Whether you are cooking a thick steak, a juicy pork chop, some succulent chicken or even some steamy fish, some of the foods you throw on the grill can be expensive so knowing how long to cook each type of meat is absolutely crucial.
There is nothing worse than overcooking the centerpiece, so you need to make sure that whatever you have grilling away on a beautiful summer day is fully cooked before you serve them.
So whether you are using a gas or a charcoal grill make sure you know what you are doing and learn how to cook the perfect food to assure a successful outcome.
Gauging The Temperature
Luckily you do not need to go out and splash the cash on a fancy thermometer to indicate the temperature of your grill.
There is another tool that can do the job just as well and better yet it is absolutely free. The tool in question? Your hand.
Simply hover your hand a few inches above the grate and count how long it takes until you think that your skin is about to melt off and then you can determine if the fire is high, medium or low.
If you cannot manage any longer than three seconds then the temperature is high, this heat can be too hot to really cook anything.
If the food on the grill is a tuna steak or a thin pork chop that is going to be beneficial for a short and hot cook then this temperature is ideal for those on and off meats.
This temperature is best managed by not immediately throwing meat on, you should wait for the coals to heat up and then after five minutes scrub off the grill and restart to get the perfect hot grill.
Medium – High
If you are managing only five seconds with your hand over the grill then it is at a medium-high heat.
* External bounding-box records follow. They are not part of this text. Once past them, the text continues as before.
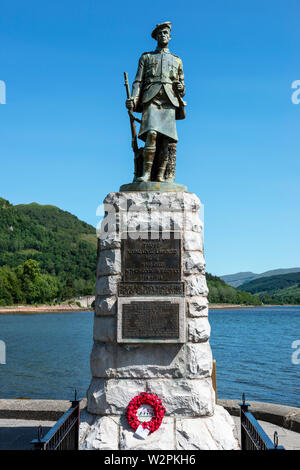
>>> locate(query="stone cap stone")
[218,400,300,432]
[0,399,86,421]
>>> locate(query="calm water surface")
[0,307,300,406]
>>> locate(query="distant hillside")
[220,268,300,287]
[240,272,300,304]
[206,273,261,305]
[0,198,97,296]
[220,271,258,287]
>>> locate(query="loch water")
[0,307,300,407]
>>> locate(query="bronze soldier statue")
[126,21,186,182]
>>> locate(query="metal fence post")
[239,393,251,450]
[71,389,80,450]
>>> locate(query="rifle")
[124,72,141,154]
[173,80,186,120]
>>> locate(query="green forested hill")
[206,273,262,305]
[239,272,300,304]
[0,198,97,297]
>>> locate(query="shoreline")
[208,304,300,310]
[0,304,89,315]
[0,304,300,315]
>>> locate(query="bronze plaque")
[122,301,179,339]
[122,232,181,282]
[118,282,184,297]
[119,232,184,296]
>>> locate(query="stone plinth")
[81,191,237,450]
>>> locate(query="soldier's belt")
[145,80,173,85]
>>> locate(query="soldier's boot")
[136,146,156,182]
[157,155,168,182]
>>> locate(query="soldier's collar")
[155,46,170,52]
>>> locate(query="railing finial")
[273,431,278,449]
[38,426,43,442]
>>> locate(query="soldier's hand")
[125,98,134,111]
[176,82,183,92]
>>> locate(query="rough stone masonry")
[80,191,238,450]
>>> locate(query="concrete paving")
[0,419,55,450]
[0,416,300,450]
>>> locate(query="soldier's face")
[156,28,171,47]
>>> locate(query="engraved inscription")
[122,232,181,282]
[119,282,184,297]
[122,301,179,339]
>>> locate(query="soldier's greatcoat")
[132,48,184,142]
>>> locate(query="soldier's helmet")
[151,21,172,39]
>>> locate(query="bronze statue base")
[120,181,187,193]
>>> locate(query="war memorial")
[80,22,239,450]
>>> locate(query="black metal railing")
[32,390,80,450]
[239,393,284,450]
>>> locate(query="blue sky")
[0,0,300,275]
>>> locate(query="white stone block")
[90,342,117,378]
[94,316,117,343]
[96,275,121,296]
[80,416,120,450]
[95,295,117,316]
[185,274,208,296]
[188,317,210,343]
[176,405,239,450]
[120,416,175,450]
[115,344,186,378]
[147,379,215,416]
[87,377,146,415]
[183,251,205,274]
[97,249,121,276]
[185,342,213,379]
[187,296,208,317]
[97,231,121,250]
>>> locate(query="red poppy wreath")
[126,392,165,434]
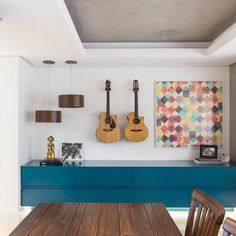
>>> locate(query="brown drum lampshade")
[35,110,61,123]
[59,94,84,108]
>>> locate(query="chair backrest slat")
[223,217,236,236]
[185,189,225,236]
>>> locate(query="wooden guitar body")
[125,112,148,142]
[96,112,121,143]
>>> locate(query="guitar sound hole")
[133,119,140,125]
[105,117,112,125]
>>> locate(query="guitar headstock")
[105,80,111,91]
[133,79,139,91]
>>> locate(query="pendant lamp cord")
[70,64,73,92]
[47,65,51,110]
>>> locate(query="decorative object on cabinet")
[40,136,64,166]
[194,145,223,165]
[96,80,121,143]
[200,145,218,160]
[61,143,84,161]
[47,136,55,160]
[220,151,230,162]
[59,61,84,108]
[125,80,148,142]
[156,81,223,148]
[35,60,61,123]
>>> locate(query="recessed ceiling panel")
[65,0,236,42]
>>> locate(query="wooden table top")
[10,203,181,236]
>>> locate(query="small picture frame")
[61,143,83,161]
[200,145,218,159]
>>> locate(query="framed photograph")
[61,143,83,161]
[200,145,218,159]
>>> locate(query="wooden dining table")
[10,203,181,236]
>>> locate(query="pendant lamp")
[35,60,61,123]
[59,61,84,108]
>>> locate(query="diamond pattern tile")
[156,81,223,148]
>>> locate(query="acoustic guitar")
[125,80,148,142]
[96,80,121,143]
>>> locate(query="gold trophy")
[47,136,55,160]
[40,136,63,166]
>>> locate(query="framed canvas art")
[156,81,223,148]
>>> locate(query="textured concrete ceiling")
[65,0,236,42]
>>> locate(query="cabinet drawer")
[21,166,77,188]
[133,189,190,207]
[133,167,189,188]
[78,167,132,187]
[21,189,78,206]
[78,188,132,202]
[190,167,236,187]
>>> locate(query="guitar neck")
[106,91,110,117]
[134,91,139,119]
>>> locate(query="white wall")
[0,57,33,212]
[34,67,229,160]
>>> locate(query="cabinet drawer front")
[78,167,132,186]
[78,188,132,202]
[133,189,190,207]
[190,167,236,187]
[134,167,189,188]
[21,166,77,187]
[21,189,78,206]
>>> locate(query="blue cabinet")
[21,161,236,207]
[133,167,189,207]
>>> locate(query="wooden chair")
[185,189,225,236]
[223,217,236,236]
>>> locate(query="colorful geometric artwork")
[156,81,223,148]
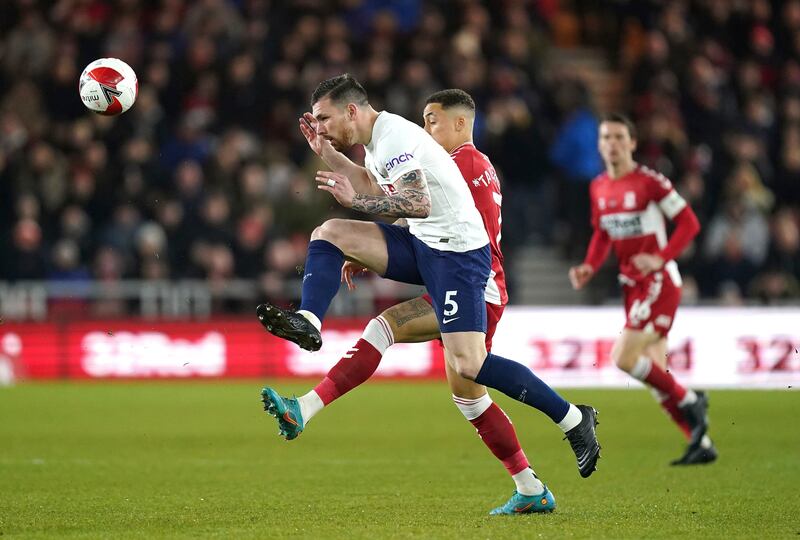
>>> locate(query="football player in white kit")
[257,74,600,511]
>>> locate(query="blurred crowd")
[586,0,800,304]
[0,0,800,314]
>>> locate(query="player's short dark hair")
[425,88,475,111]
[600,113,636,139]
[311,73,369,107]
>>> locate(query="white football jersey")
[364,111,489,252]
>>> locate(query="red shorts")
[422,294,506,352]
[622,270,681,337]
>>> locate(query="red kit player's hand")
[298,113,333,156]
[631,253,664,276]
[569,263,594,291]
[315,171,356,208]
[342,261,369,291]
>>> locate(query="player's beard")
[337,127,355,152]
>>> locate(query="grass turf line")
[0,381,800,538]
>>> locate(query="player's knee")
[378,306,406,343]
[311,219,345,245]
[611,348,637,372]
[451,353,481,381]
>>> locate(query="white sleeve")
[375,130,422,182]
[658,189,686,219]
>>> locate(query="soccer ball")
[78,58,139,116]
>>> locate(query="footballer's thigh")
[311,219,389,275]
[444,358,486,399]
[645,337,669,369]
[611,328,661,372]
[381,297,439,343]
[442,331,487,381]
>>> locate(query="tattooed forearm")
[352,170,431,218]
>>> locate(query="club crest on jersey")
[386,152,414,172]
[622,191,636,209]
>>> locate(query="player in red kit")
[569,114,717,465]
[265,89,599,514]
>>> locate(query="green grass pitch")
[0,381,800,539]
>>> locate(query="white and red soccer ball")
[78,58,139,116]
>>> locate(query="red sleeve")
[453,152,475,184]
[583,182,611,272]
[659,206,700,261]
[583,228,611,272]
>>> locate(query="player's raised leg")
[256,219,388,351]
[262,298,439,438]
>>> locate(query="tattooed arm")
[351,169,431,218]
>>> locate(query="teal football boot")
[489,486,556,516]
[261,387,305,441]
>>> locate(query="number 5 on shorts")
[444,291,458,317]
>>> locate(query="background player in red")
[262,89,591,514]
[569,114,717,465]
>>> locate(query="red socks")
[314,338,383,405]
[470,403,530,475]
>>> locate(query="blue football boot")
[261,387,305,441]
[489,486,556,516]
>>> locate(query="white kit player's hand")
[315,171,356,208]
[631,253,664,276]
[342,261,369,291]
[569,263,594,291]
[298,113,334,156]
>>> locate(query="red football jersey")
[589,164,686,285]
[450,143,508,306]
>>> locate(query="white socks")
[297,390,325,425]
[678,389,697,407]
[361,315,394,355]
[511,467,544,497]
[297,309,322,330]
[558,403,583,433]
[629,356,653,382]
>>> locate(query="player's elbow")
[416,200,431,218]
[681,206,700,238]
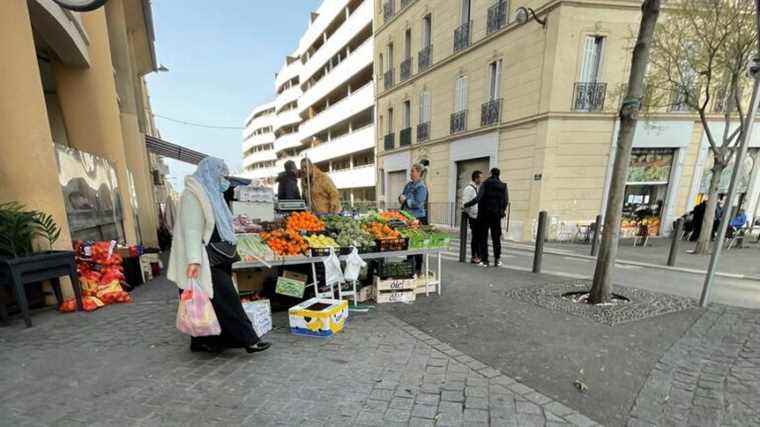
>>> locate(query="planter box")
[288,298,348,337]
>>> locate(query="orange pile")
[260,229,309,255]
[364,222,401,240]
[286,212,325,232]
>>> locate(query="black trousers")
[478,214,501,264]
[406,216,428,275]
[467,215,480,259]
[190,264,259,348]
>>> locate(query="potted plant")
[0,202,81,326]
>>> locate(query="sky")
[146,0,321,189]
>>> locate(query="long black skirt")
[190,264,259,349]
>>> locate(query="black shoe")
[190,344,222,353]
[245,341,272,353]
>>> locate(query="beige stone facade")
[375,0,758,240]
[0,0,158,258]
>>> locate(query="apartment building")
[0,0,158,249]
[243,0,376,206]
[374,0,760,239]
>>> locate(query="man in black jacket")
[465,168,509,267]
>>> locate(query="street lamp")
[515,6,546,28]
[53,0,108,12]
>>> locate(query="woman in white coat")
[167,157,269,353]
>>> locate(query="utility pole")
[699,0,760,307]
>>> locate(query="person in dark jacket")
[465,168,509,267]
[276,160,301,200]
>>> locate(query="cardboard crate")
[375,289,417,304]
[243,299,272,337]
[288,298,348,337]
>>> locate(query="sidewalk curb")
[446,241,760,282]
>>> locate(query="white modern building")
[243,0,376,205]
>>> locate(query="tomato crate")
[376,237,409,252]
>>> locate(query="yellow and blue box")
[288,298,348,337]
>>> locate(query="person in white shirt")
[462,170,483,264]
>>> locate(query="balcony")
[398,56,412,82]
[417,122,430,144]
[383,0,396,22]
[480,98,501,126]
[417,44,433,73]
[573,82,607,111]
[398,127,412,147]
[383,68,394,90]
[451,110,467,135]
[383,133,396,151]
[486,1,507,34]
[454,21,472,53]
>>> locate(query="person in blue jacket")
[398,163,428,275]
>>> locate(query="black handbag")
[206,240,240,267]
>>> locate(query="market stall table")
[232,248,445,306]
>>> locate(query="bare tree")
[589,0,661,304]
[644,0,757,254]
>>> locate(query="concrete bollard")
[533,211,549,273]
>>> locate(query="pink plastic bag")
[177,279,222,337]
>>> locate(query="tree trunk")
[694,159,726,254]
[589,0,661,304]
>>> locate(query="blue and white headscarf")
[193,157,237,244]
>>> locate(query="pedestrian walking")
[167,157,269,353]
[462,170,483,264]
[398,163,428,275]
[477,168,509,267]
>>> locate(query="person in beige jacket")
[301,159,342,214]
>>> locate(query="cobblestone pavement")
[628,306,760,426]
[0,281,596,426]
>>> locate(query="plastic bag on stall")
[343,248,367,282]
[177,279,222,337]
[322,248,343,286]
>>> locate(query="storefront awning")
[145,135,208,165]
When the charcoal is lit and spread out it will begin losing heat after 10 minutes of heating. The heat should be down from a high to a medium high temperature.
This temperature is perfect for burgers, sliced vegetables and fish.
The sear is still in full effect but at a slightly lower temperature the food will have more time to cook properly and thoroughly.
The medium high range will sustain longer than at a high temperature but you are looking at 15 minutes max at full effect with the grill uncovered.
When hovering your hand over the grill if you can not go an y further than seven seconds then the grill is at a medium heat.
This middle of the road heat offers everything that it implies, a fire that burns low enough to gently cook whilst also still hot enough to brown the outsides nicely during any longer cooking times.
Medium heat is perfect for cooking, chicken, turkey and roasts. All these meats cook beautifully on a medium heat.
A well seasoned grill with the lid on can very easily remain in the medium range for 45-60 minutes, the perfect length of time for any longer cooking items of food.
Medium – Low
A medium low heat should see your hand being able to remain above the grill for 10 seconds before it becomes unbearable.
Once you do drop to around 300 fahrenheit you are then dealing with a fire that is not going to brown anything you place on it.
If you are working with direct grilling then it is time to replenish the coals and get back up to temperature.
The heat is going to fade rather quickly once reaching this temperature range, this range is only useful for keeping your food warm.
If you wish to cook further then add more coals and get the heat back up but once you are done with your cooking this temperature is perfect for keeping that spare food at eating temperature for reheating any that has gone cold.
Finally we have the low temperature. You can easily hold your hand over this grill for 15 seconds, when you reach the lower temperatures that range from 225-250 degrees fahrenheit, you are no longer grilling food but barbecuing.
At this temperature the fat and connective tissue in ribs, pork shoulder and brisket will slowly melt away and transform even the toughest meats into moist and tender pieces of food.
You can transform a kettle grill into a smoker but it will require some work and constant vigilance, requiring charcoal changes on the hour and making sure you keep a constant eye on it to maintain the temperature.
If you are going to cook in the low range frequently, then you should really be using a smoker to cook the meat more efficiently than the grill at these low temperatures.
Adjusting The Heat
The range of temperatures between all of these levels is relatively small and can go from a searingly high temperature to a whimpering low in such a short period of time.
Of course this leads to frustration and creates extra work to keep the grill at the ideal temperature.
Charcoal grills have their place but have been dwarfed with the advent of gas grills where you can regulate the temperature much more easily and efficiently.
But like any fire all it takes to successfully run a charcoal grill is oxygen.
If you can control the amount of oxygen getting to the fire then a charcoal grill works just as well as a gas one.
This can be controlled easily via the vents, one on the bottom and one on the top. Adjusting these vents will regulate the airflow in and out of the grill.
Closing all vents will cut off the airflow and extinguish the fire which is handy for once you are done and plan to finally call it a day.